Introduzione
IL CLARINETTO DELLA PIAZZA ROSSA

<<Mosca, settembre 2003. Sono arrivata in città da poche ore, dopo un volo turbato da agenti atmosferici sfavorevoli e qualche difficoltà al check-in con il bagaglio, troppo ingombrante. Anche se sono venuta con poche cose, visto che la mia permanenza nella capitale É strettamente legata a motivi di lavoro inerenti alla mia attività di avvocato, e non per turismo. Dopo il disbrigo delle mie pratiche in città e le visite di rito che questo viaggio comporta per me, le ore libere dagli impegni presso Ministeri ed uffici amministrativi trascorrono un po' noiose, a causa della lontananza da casa, della solitudine, della mancanza di qualche interlocutore con cui conversare a ruota libera. L'unica compagnia di cui posso avvalermi, la sola persona che sa l'italiano, É un amico russo che conosce perfettamente la mia lingua avendo tradotto Leopardi in russo ed avendo anche pubblicato (sempre in lingua russa) la vita e le opere di Tiziano e di Vivaldi. Ma lui ad una certa ora non ha tempo (e forse voglia) di farmi compagnia, di portarmi a zonzo per la città; preferisce starsene a casa, a gustarsi la famiglia e i suoi nipoti nuovi nuovi, nati da poco. Tuttavia, avvertendo il mio disagio, da vecchio gentiluomo qual è, giusto per distrarmi un po' dalle mie noiose consultazioni cartacee, un giorno mi propone di farmi incontrare un altro italiano che - dice - sicuramente mi può intrattenere e sarà per me una piacevole scoperta. Detto questo mi fissa un appuntamento per il giorno dopo con Giuliano Gramsci.
<<Si tratta per lui di un amico da lungo tempo, ex compagno di studi; da bambini entrambi hanno frequentato la Scuola di Musica di Mosca.
<<Per un momento sono tentata di pensare che il mio amico (e interprete per necessità) si voglia prendere gioco di me e che fare la conoscenza piuttosto di un qualche furbastro, omonimo del figlio di Gramsci.
<<Ma non essendo io sufficientemente ferrata nella storia contemporanea italiana per fugare il mio dubbio decido di fidarmi e acconsento alla sua proposta.
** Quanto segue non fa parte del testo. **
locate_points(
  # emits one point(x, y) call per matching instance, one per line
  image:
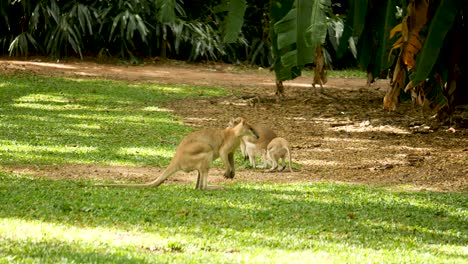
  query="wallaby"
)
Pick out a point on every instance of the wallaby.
point(252, 147)
point(197, 151)
point(276, 150)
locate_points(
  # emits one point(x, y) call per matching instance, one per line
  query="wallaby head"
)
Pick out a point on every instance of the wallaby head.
point(278, 149)
point(242, 128)
point(199, 149)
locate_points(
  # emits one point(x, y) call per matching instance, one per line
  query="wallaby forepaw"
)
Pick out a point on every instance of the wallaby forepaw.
point(229, 174)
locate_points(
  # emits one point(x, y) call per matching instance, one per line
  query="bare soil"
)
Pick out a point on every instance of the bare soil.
point(341, 134)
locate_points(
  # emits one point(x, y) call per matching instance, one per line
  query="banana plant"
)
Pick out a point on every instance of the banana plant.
point(430, 45)
point(297, 28)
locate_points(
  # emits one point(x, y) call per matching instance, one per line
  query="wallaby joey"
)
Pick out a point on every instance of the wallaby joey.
point(197, 151)
point(276, 150)
point(251, 147)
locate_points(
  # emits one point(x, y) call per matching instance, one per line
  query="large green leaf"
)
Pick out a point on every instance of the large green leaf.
point(354, 24)
point(440, 25)
point(374, 43)
point(296, 35)
point(234, 20)
point(166, 11)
Stare al gioco e fingere di credere di incontrare veramente, di persona, proprio il figlio di quell'Antonio che, con la sua testimonianza coraggiosa e con l'opera letteraria, ha scritto una pagina indimenticabile dell'antifascismo e della cultura italiana del Novecento.
<<Giuliano - mi dice - vive a Mosca con la moglie e i figli e, a differenza del padre che ha pagato di persona per la sua militanza, lui invece non si è mai occupato di politica ed ha condotto una esperienza umana più defilata e silenziosa, esercitando a lungo l'attività di professore di flauto e clarino, presso il Conservatorio della capitale.
<<Intanto nelle ore che precedono l'incontro, che avverrà nella hall dell'Hotel National di Mosca, in me crescono l'ansia e la curiositÈ di fare questo incontro; mi accorgo che sto cercando di immaginarmi la persona nel suo aspetto esteriore.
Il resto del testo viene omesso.